Мы поднялись в гору. Даже не успев еще оглядеться, не успев перевести дух, я уже понял, что место именно то, на котором был наш наблюдательный пункт. Только сейчас с него ни черта не видно — обстроили его кругом, а на самом том пятачке, где был НП, сад. Яблони растут.
Я рассказываю сыну, какой случай произошел со мной на этом бугре. Здесь было несколько кем-то вырытых окопчиков (разведчики всегда были ленивы копать окопы), и в этих окопчиках посменно дежурили мы, наблюдая за противником. Пришел и я однажды, сменив кого-то. Сел в окопчик. Пристроил бинокль и стал смотреть на город. И такое у меня неприятное чувство, будто кто-то подсматривает за мной. Огляделся — вроде никого. Левый фланг наших траншей до моего окопчика не доходил — траншеи до обрыва не докопали, поэтому я вроде как бы один сижу. Вижу в бинокль, как за городом в лесочке вспыхнуло белое облачко — выстрелила пушка. Потом послышался нарастающий свист снаряда — все ближе я ближе. Ухнул справа от меня. Ничего необычного. Подозрительней было, если б не стрелял противник. Потом снова появилось над лесом облачко. Снова нарастающий свист снаряда. Теперь он ухнул слева от меня, под яром, там, где мы только что разговаривали с веселыми старожилами. Снизу до меня не долетели даже комочки и даже не достала взрывная волна. И тем не менее неведомая тревога нарастала в душе. Я начал озираться — не пойму, откуда она берется, эта тревога.

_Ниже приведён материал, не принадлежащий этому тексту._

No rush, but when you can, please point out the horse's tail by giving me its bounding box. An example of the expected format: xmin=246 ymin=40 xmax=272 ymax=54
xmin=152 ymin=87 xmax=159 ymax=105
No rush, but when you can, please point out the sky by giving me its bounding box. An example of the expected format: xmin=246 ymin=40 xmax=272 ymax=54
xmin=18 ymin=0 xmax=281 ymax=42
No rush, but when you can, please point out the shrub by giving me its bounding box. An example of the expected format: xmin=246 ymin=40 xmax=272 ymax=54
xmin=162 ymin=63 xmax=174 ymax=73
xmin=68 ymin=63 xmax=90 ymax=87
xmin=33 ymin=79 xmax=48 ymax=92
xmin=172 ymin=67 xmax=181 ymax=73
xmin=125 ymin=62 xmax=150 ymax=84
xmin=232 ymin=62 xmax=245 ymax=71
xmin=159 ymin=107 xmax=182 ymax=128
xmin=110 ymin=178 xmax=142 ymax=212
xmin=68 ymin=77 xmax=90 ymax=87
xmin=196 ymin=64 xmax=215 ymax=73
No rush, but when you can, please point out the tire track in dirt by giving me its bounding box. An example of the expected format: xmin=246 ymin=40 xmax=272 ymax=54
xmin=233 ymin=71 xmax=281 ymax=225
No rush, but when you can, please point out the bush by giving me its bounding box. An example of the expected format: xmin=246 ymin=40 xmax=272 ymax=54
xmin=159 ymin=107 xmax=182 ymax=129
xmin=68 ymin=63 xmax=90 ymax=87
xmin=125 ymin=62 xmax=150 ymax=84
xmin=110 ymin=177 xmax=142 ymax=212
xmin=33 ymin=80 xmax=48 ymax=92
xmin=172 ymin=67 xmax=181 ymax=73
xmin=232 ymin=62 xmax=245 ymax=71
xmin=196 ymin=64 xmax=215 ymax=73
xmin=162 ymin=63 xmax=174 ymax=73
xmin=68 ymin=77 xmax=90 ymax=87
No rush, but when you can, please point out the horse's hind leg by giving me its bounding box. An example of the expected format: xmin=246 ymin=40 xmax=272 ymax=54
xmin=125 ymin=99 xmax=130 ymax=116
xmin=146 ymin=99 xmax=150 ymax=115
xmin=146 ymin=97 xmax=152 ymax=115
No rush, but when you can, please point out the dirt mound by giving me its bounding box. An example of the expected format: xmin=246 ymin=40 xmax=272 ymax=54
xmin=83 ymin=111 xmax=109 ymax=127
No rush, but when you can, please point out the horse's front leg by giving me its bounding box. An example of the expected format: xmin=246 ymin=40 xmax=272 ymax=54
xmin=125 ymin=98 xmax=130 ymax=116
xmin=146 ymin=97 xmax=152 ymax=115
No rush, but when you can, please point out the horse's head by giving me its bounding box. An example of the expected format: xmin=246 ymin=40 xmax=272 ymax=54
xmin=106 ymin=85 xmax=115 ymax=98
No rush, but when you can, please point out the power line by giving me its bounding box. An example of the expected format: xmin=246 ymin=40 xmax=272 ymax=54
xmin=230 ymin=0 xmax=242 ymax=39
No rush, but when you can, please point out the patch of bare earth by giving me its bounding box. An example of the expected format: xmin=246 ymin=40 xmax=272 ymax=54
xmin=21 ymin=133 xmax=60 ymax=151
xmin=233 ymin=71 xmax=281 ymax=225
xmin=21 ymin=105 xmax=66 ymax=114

Но вот третий раз взвилось белое облачко. Через секунду-две в третий раз донесся нарастающий вой снаряда. Потом на какое-то мгновение вой прекратился. Грохнул взрыв впереди меня на «нейтралке», метрах в полусотне. Меня бросило в жар. Нет, не от этого взрыва, от чего-то другого заметался я по окопчику. И когда в четвертый раз вспыхнуло облачко и послышался быстро нарастающий свист, который почему-то сразу оборвался, я мгновенно понял: то была пристрелка, а этот снаряд летит прямо в меня. И хотя к тому времени я был уже довольно обстрелянным разведчиком, знающим азбуку войны — во время артналета не метаться по полю, а сидеть в окопе, влипнув как можно плотнее в землю, — я все-таки, выскочил, словно меня кто-то вышвырнул из окопчика, и стремглав кинулся вниз, под гору, и кубарем скатился в первую попавшуюся на пути яму. Не знаю, успел ли я отбежать десяток шагов, только в окопчик, из которого я выскочил, со страшным чмоком врезался огромный снаряд (с хорошего поросенка), вспучил землю, но, к моему счастью, не взорвался. А взорвись он, меня бы не спасли эти десять шагов…
Мой младший не приемлет ничего на слово — во всем, с чем сталкивается, хочет разобраться сам. И тут смотрит напряженно, сосредоточенно, наверное, хочет увидеть здесь линию фронта и вообще войну. Не ту, что знал по кинофильмам да по книгам, а какую-то другую, которую хочет показать ему отец.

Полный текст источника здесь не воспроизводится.